The guest list has been tactically composed to include those manufacturers that are responsible for around 90% of all smartphone sales.
Smartphone theft, a huge problem today
Empowered by the “state’s deceptive trade practices law” and helped by San Francisco’s Attorney George Gascon, NY’s representative will try to convince product markers to include a sort of a kill switch feature inside every future released device, which should render any tablet or smartphone completely useless once activated after the device is stolen.
Implementing such an official feature into all products, not only Android-based devices, should decrease theft rates dramatically, as most crimes of this sort have a simple goal in mind, selling the stollen device for a profit.

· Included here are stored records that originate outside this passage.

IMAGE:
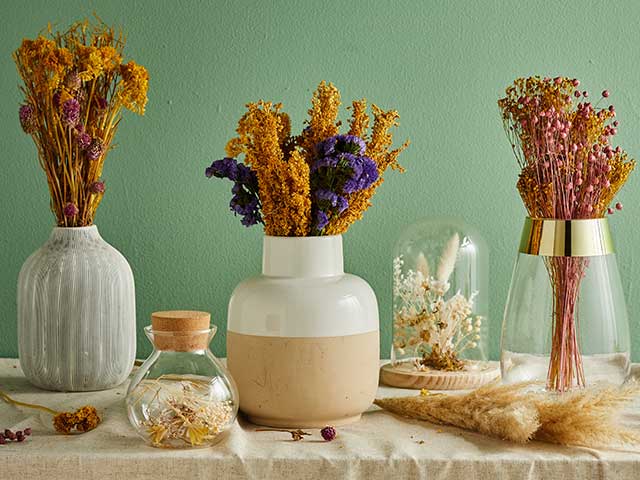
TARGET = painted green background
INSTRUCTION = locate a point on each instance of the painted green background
(441, 64)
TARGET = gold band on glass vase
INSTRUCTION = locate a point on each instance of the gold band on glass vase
(566, 238)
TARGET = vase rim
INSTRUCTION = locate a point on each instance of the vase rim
(318, 256)
(88, 227)
(304, 237)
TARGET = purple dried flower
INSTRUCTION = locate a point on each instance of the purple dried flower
(225, 168)
(97, 187)
(321, 220)
(327, 198)
(95, 150)
(364, 174)
(27, 118)
(324, 162)
(83, 140)
(70, 210)
(328, 433)
(70, 112)
(326, 147)
(245, 200)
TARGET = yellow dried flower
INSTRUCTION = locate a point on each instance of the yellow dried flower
(359, 122)
(323, 118)
(378, 150)
(283, 182)
(135, 82)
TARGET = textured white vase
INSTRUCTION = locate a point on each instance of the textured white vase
(76, 313)
(303, 338)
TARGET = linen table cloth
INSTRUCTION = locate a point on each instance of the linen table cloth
(380, 446)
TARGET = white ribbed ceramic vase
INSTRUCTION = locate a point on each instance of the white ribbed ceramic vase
(303, 338)
(76, 313)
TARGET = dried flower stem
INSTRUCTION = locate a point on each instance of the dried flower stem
(83, 420)
(296, 435)
(587, 417)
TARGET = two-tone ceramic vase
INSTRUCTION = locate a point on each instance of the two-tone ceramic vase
(303, 337)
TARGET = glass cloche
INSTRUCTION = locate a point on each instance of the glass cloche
(440, 308)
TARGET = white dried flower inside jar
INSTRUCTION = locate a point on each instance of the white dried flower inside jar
(182, 396)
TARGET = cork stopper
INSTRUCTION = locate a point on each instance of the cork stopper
(180, 330)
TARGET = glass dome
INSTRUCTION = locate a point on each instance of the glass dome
(440, 297)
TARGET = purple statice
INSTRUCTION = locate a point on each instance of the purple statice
(97, 187)
(245, 200)
(95, 150)
(364, 174)
(339, 169)
(321, 220)
(70, 114)
(83, 139)
(224, 168)
(27, 118)
(326, 199)
(70, 210)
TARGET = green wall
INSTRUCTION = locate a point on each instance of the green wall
(442, 64)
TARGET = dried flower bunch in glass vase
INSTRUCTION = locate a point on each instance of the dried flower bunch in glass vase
(565, 321)
(440, 289)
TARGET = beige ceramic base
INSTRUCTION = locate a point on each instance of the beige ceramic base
(404, 375)
(304, 382)
(283, 423)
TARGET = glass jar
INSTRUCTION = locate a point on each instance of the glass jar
(565, 322)
(440, 307)
(181, 396)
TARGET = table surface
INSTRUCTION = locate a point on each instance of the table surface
(380, 446)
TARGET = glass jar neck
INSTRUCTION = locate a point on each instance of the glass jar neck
(302, 256)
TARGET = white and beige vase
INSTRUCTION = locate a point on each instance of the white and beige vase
(76, 313)
(303, 337)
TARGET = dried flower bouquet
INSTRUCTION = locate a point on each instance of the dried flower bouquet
(75, 87)
(315, 183)
(569, 170)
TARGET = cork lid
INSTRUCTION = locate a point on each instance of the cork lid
(181, 330)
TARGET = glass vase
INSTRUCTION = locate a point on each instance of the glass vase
(182, 396)
(565, 323)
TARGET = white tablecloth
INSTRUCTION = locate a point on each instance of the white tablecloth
(380, 446)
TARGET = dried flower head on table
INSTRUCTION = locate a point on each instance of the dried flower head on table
(82, 420)
(315, 183)
(587, 417)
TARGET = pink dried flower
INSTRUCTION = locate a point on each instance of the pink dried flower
(328, 433)
(70, 210)
(97, 187)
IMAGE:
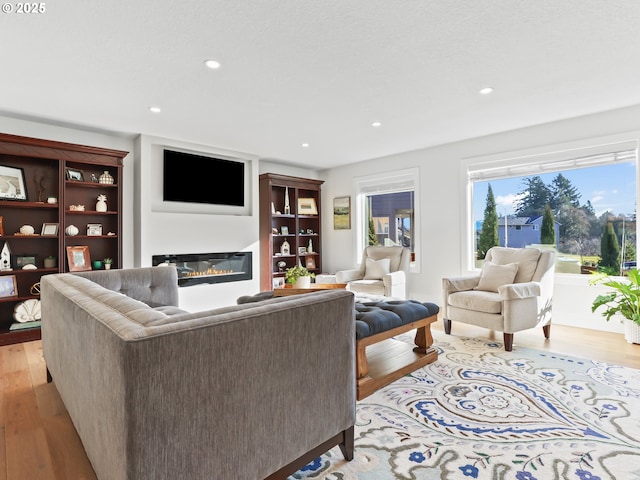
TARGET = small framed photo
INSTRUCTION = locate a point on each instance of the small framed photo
(49, 229)
(75, 175)
(8, 286)
(78, 258)
(22, 260)
(342, 213)
(12, 185)
(307, 206)
(94, 229)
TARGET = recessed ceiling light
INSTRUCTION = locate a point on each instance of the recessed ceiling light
(212, 64)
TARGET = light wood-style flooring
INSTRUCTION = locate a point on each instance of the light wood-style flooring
(39, 442)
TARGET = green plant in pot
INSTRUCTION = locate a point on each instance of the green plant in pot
(623, 300)
(294, 273)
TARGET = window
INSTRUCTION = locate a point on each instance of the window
(570, 199)
(385, 211)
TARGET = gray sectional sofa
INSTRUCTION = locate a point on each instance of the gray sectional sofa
(246, 392)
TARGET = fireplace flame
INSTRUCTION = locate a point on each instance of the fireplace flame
(209, 271)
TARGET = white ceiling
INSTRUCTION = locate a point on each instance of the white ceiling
(321, 71)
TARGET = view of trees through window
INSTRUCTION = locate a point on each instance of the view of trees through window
(587, 214)
(389, 218)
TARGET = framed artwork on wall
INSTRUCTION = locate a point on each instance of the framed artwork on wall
(342, 213)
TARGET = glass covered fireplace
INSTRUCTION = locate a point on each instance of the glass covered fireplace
(196, 268)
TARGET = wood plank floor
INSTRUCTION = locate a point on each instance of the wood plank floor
(39, 442)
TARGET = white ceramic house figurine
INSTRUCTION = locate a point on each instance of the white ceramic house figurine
(101, 205)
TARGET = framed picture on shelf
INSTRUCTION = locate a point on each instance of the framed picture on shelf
(12, 185)
(49, 229)
(75, 175)
(78, 258)
(307, 206)
(94, 229)
(8, 286)
(22, 260)
(342, 213)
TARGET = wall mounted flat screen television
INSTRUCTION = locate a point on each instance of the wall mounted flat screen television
(192, 178)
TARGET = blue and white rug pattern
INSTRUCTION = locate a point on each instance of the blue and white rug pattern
(479, 412)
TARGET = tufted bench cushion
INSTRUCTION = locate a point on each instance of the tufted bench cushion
(378, 317)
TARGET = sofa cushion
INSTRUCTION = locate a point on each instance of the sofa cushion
(376, 269)
(494, 276)
(526, 258)
(478, 301)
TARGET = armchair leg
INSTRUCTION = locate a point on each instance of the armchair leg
(447, 326)
(508, 341)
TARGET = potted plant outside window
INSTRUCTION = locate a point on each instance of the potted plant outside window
(623, 300)
(299, 276)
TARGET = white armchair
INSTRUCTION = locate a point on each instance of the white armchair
(383, 271)
(513, 292)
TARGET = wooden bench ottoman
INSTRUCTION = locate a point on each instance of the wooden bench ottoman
(379, 321)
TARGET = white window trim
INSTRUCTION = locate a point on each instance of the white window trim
(387, 182)
(560, 154)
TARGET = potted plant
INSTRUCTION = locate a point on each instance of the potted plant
(299, 276)
(623, 300)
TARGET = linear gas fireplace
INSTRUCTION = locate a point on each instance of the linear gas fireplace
(196, 268)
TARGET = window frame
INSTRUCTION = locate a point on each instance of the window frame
(387, 182)
(523, 162)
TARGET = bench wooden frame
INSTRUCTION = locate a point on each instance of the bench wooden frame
(425, 354)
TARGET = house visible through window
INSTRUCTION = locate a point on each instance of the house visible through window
(386, 213)
(572, 205)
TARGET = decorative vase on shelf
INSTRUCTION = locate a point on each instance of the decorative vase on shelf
(106, 178)
(101, 205)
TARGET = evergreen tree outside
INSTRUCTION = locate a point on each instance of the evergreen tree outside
(489, 232)
(547, 230)
(610, 250)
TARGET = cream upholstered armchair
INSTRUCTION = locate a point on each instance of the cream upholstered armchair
(513, 292)
(383, 271)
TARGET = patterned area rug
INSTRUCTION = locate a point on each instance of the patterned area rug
(479, 412)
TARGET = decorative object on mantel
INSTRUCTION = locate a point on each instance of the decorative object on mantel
(71, 230)
(623, 301)
(28, 311)
(101, 205)
(106, 178)
(5, 258)
(299, 276)
(287, 207)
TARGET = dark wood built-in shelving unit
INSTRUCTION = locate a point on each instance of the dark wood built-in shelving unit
(45, 164)
(302, 227)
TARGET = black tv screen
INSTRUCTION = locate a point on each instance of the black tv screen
(194, 178)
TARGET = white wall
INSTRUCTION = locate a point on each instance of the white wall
(443, 202)
(160, 232)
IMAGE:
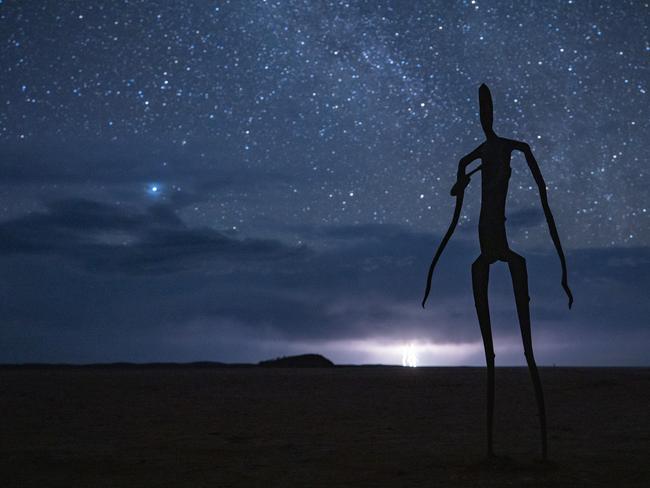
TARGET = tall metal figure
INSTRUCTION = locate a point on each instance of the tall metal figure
(495, 153)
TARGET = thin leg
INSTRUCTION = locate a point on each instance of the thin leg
(517, 265)
(480, 276)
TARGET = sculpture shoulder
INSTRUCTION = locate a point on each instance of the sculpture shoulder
(515, 145)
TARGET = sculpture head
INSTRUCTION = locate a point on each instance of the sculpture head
(485, 104)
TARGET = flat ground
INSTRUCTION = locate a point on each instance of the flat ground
(344, 426)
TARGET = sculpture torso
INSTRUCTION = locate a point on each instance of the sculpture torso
(495, 176)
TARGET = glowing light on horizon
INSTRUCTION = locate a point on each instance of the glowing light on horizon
(409, 358)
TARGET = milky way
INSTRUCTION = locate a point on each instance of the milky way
(360, 109)
(269, 171)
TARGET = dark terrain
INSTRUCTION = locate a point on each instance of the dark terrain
(341, 426)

Once an Android phone is stolen, it can be easily wiped clean using the casual hard-reset procedure or through third-party applications like ClockworkMod, and then sold at a much cheaper price.
Few are those who can withstand the temptation of purchasing a high-end device at half of price. Criminals also benefit from the trade, as they’re getting paid nicely for a few minutes of “work.” Unfortunately, when greed exceeds good sense, violent events take place and there have been cases where owners have been even killed for their devices.
Will manufacturers agree?
Looking at the financial side of things, you could think they have no reasons of doing so. When someone loses their device, vendors generally benefit from the unfortunate event by turning a profit on a device that serves as a replacement.
Fortunately, there are other principles at stake. At the beginning of April, Gascon called Tim Cook for a similar discussion over the same matter. Apple replied via its Government Liaison Michael Foulkes, who concluded the process of elaborating such technologies would be long and complicated.
Hopefully, with a larger mechanism in motion and with more participants present at this discussion tides will turn around. We personally place our trust in Google, which has proved of being a freedom-fighter on various occasions.
Perhaps the meeting will have even more effect if carriers would also be invited to attend this discussion. Using a product’s IMEI, a unique identifier for each device, mobile operators can remotely black-list stolen devices to prevent them from being used in a certain market. Unfortunately, this can also be used against consumers, as products are black-listed only after filing an official complaint, and in the meantime the thief can already sell them to unsuspecting buyers.
Until a solution is in place, lawful Android users can protect their device and prevent losing personal data alongside their handy mobile assistant by appealing to an external protective solution, which can locate, erase or block devices from the distance.